Berjalan sekitar 5 menit menyusuri jalan utama kota Solo, saya berhenti sejenak untuk mencicipi nasi Liwet. Salah satu kuliner khas Solo yang berupa nasi gurih dengan suwiran ayam, telur, sedikit sayur, dan areh. Nah, bubur gurih dari kelapa ini yang membedakan nasi liwet dengan nasi uduk di daerah Jawa lainnya.
Selesai menganjal perut, saya dan Ibu berjalan sedikit lagi dan berhenti di depan salah satu hotel berbintang. Tak jauh dari sana, sebuah becak terparkir sedang menikmati semilir angin pagi.
“Ngiter-ngiter Solo pinten, Pak?—Putar-putar Solo berapa, Pak?” Saya mencoba membuka perbincangan. Bapak tua ini memandang saya tersenyum dan segera berdiri. “Naik saja dulu, nanti bayar serelanya.” Saya terkesiap, pikiran negatif segera mengalir di otak saya. Dalam hati saya berpikir, bapak tua ini pasti nanti menjebak saya.
“Jangan begitu, Pak. Biasanya berapa?” Sang bapak masih dengan senyum menawarkan saya naik. “Kalau saya sebut, nanti kemahalan.
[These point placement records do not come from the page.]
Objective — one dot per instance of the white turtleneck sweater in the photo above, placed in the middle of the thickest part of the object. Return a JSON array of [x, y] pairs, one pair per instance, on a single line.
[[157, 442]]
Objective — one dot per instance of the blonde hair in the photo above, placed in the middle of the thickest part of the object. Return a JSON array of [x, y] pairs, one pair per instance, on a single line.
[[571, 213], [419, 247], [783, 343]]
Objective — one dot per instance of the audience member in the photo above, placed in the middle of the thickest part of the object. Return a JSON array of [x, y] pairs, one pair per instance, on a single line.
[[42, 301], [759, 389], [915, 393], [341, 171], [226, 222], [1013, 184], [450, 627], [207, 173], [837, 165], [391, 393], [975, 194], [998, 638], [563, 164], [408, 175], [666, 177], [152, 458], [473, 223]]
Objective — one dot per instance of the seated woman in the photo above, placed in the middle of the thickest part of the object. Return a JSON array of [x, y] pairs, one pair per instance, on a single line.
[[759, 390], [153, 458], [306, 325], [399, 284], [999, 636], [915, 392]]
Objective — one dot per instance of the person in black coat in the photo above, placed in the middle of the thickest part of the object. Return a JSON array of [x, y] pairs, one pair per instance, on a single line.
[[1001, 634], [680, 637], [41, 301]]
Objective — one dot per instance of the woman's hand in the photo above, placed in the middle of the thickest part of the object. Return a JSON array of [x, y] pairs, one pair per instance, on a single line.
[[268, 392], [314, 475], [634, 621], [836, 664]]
Jadi naik saja, lihat sendiri berapa jauh kita jalan.”
Setelah beberapa saat, akhirnya si Bapak setuju dengan harga 75 ribu Rupiah yang saya tawarkan. “Saya cuma mau makan selat Solo, ke Pasar Klewer, Keraton, dan Roti Orion, Pak. Sesudahnya, langsung balik ke stasiun Solo.” Saya memberi tahu dia soal tujuan saya.
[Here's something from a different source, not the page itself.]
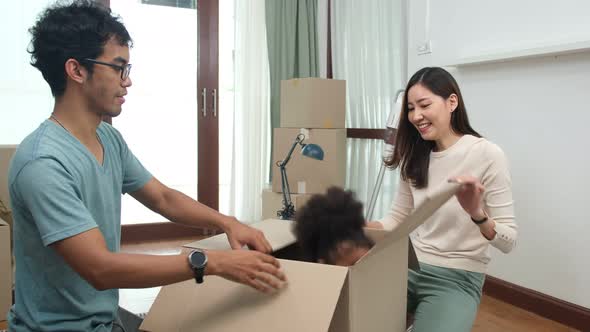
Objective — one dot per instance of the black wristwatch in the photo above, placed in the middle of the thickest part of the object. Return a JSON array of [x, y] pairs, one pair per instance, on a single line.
[[197, 260]]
“Ini ke selat Solo dulu?” tanya si Bapak yang segera saya jawab dengan anggukan. Selat Solo atau yang dikenal dengan beef steak Jawa adalah menu khas daerah Surakarta. Menu ini biasanya terdiri dari wortel, kentang, kacang panjang, selada, telur rebus, dan beberapa potong daging sapi has dalam yang disiram dengan kuah encer bewarna cokelat seperti semur. Namanya sendiri berasal dari ‘salad’ yang kemudian disebut ‘selat’.
Membelah kota Solo di tengah teriknya surya siang itu terasa lambat. Kami seperti melakukan slow motion. Si Bapak Becak begitu santai mengayuh pedal-pedalnya dan tak banyak bicara.
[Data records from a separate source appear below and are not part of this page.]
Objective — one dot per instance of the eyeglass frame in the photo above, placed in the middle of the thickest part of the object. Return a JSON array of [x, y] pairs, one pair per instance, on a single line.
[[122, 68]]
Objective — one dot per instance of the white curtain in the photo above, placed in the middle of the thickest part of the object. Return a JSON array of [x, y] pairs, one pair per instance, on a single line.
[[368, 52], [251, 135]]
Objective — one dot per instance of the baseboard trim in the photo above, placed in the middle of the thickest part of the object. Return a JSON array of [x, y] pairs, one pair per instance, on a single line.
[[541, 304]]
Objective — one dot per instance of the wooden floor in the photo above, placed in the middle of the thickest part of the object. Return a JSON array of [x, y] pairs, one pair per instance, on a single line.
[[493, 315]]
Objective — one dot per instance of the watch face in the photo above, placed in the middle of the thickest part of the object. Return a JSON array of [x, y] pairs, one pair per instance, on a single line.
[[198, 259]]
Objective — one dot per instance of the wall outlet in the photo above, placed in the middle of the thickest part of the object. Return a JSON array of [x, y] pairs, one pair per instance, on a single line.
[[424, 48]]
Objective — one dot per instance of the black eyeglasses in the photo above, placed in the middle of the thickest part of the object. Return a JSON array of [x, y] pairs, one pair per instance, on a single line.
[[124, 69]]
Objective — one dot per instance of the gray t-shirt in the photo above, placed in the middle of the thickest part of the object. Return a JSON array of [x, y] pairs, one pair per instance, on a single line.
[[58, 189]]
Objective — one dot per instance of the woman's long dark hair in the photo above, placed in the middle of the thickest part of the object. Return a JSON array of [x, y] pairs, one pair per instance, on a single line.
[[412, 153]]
“Ini mal paling bagus di Solo,” katanya saat kami melewati Paragon Mall. Saya tersenyum mengiyakan. Pastinya bapak ini warga Solo yang bangga dengan kotanya, antusiasme melekat kuat di kata-kata dan tingkahnya. Mengayuh becak perlahan sembari memperlihatkan kemolekan kota kesayangannya.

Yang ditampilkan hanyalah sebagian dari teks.